The Navy became aware of a potential sewage spill Wednesday morning, after a monthly water testing sample indicated a spike above normal levels for bacteria, said Cmdr. Ben Leppard, public works officer for Naval Base Kitsap.
Further water testing and investigation pinpointed the source of the spill to two temporary trailers that were constructed on top of a multi-story building at Puget Sound Naval Shipyard in May 2016.
The pipes for the bathroom facilities, one in each trailer, were improperly connected to a stormwater system rather than the wastewater system, from where the sewage flowed through the underground pipes to an outfall and into Sinclair Inlet, Leppard said.
"There was volume coming from sinks, urinals and toilets, so that was the source," Leppard said.

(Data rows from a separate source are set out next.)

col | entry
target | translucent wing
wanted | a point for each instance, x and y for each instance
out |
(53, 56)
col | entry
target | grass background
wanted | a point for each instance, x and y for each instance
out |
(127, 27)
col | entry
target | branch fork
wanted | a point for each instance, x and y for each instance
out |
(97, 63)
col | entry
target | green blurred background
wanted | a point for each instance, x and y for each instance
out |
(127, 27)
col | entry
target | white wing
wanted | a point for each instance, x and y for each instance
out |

Temporary facilities like that are commonplace at the shipyard, however most are just office space and don't contain bathroom facilities that require hookups to the shipyard's sewage system.

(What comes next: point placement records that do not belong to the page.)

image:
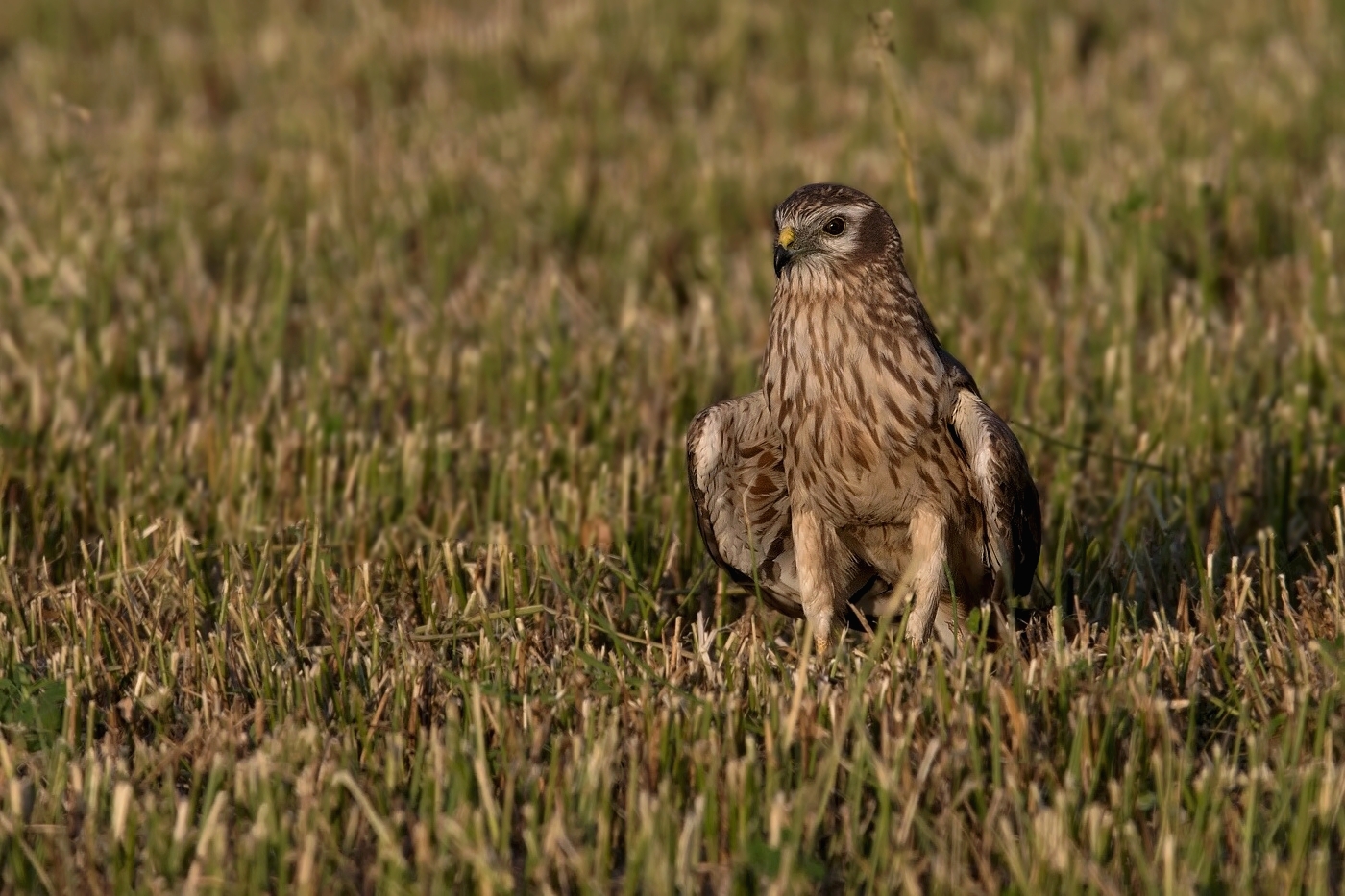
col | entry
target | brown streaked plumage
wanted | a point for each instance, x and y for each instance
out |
(868, 470)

This particular sewage spill had gone undetected during the past two years because there weren't any obvious signs that pointed toward a problem, such as an odor emanating from the area.
"For two years, people were walking past and nobody smelled it, it didn't emanate, which I think is because the spill volume was what it was," Leppard said.

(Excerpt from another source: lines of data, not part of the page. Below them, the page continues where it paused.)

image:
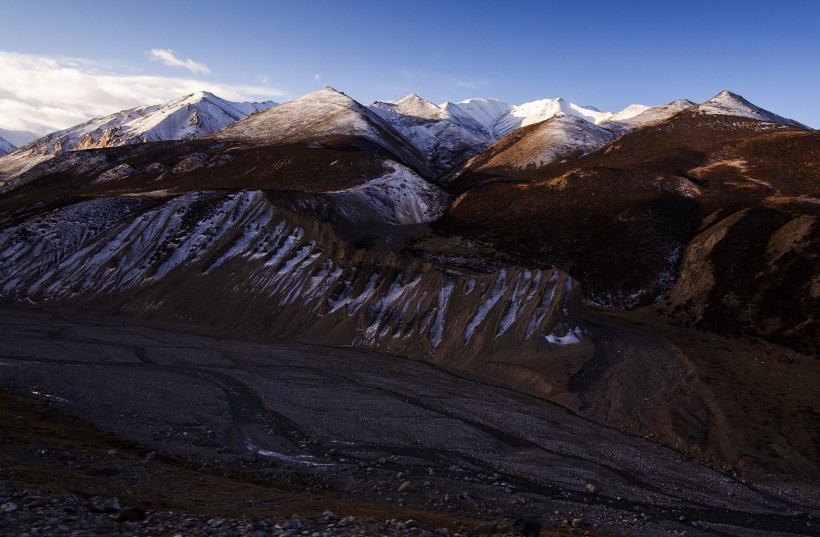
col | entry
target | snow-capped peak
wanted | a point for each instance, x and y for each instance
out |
(638, 115)
(731, 104)
(485, 112)
(183, 118)
(411, 105)
(541, 110)
(629, 112)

The estimated 450,000 gallon spill volume is the high end of the public works department's spill volume estimate, since usage of the trailers fluctuated.
"There's a little bit higher personnel loading in those trailers this summer as compared to other periods of time, so I would expect that if anything, it would be less than the number we've provided," Leppard said.
Health officials believe the spill doesn't pose a risk to public health, said John Kiess, environmental health director for Kitsap Public Health District.
"The impact of the spill is negligible at best because monitoring didn't even pick up bacteria level," Kiess said. "We don't believe there's been any public exposure to sewage."
Changes in reporting
After the last reported sewage spill, the Navy instituted some "enhanced testing protocols," that allows base officials to respond to a potential problem in a faster time frame.
"With this spill, and the last one, and the last one, it's an opportunity for continuous process improvement, and that's what led us to change our process last month," Leppard said. "It honestly allowed us to identify this in a matter of days, compared to what could've been a month or two more."
As soon as the sample came back with the result that indicated a problem, public works started trying to track down the source of the potential spill through the 30 miles of underground pipes on base rather than waiting for another month of testing to confirm that it might be occurring, as had been the procedure in the past.
"We did an immediate sample at that location again and we took a sample within our infrastructure at the nearest point upstream that's not tidally influenced, so what basically would be an accurate representation of our system as opposed to the interaction with the tides," Leppard said.
By the next morning, Leppard said they were able to conclusively trace the spill back to the two trailers in question.
"That's our standard. We're going to chase these," Leppard said. "At the end of the day, we are partners in this community, we live here too. We're going to make sure we do everything we can to maintain our standard of zero."
With the discovery of this most recent spill, the Navy plans to revisit all of the building and trailers that have been put in place on base within the past ten years to get "a full confirmation that things are going where they're supposed to be, such as the wastewater system is going into the wastewater system," Leppard said.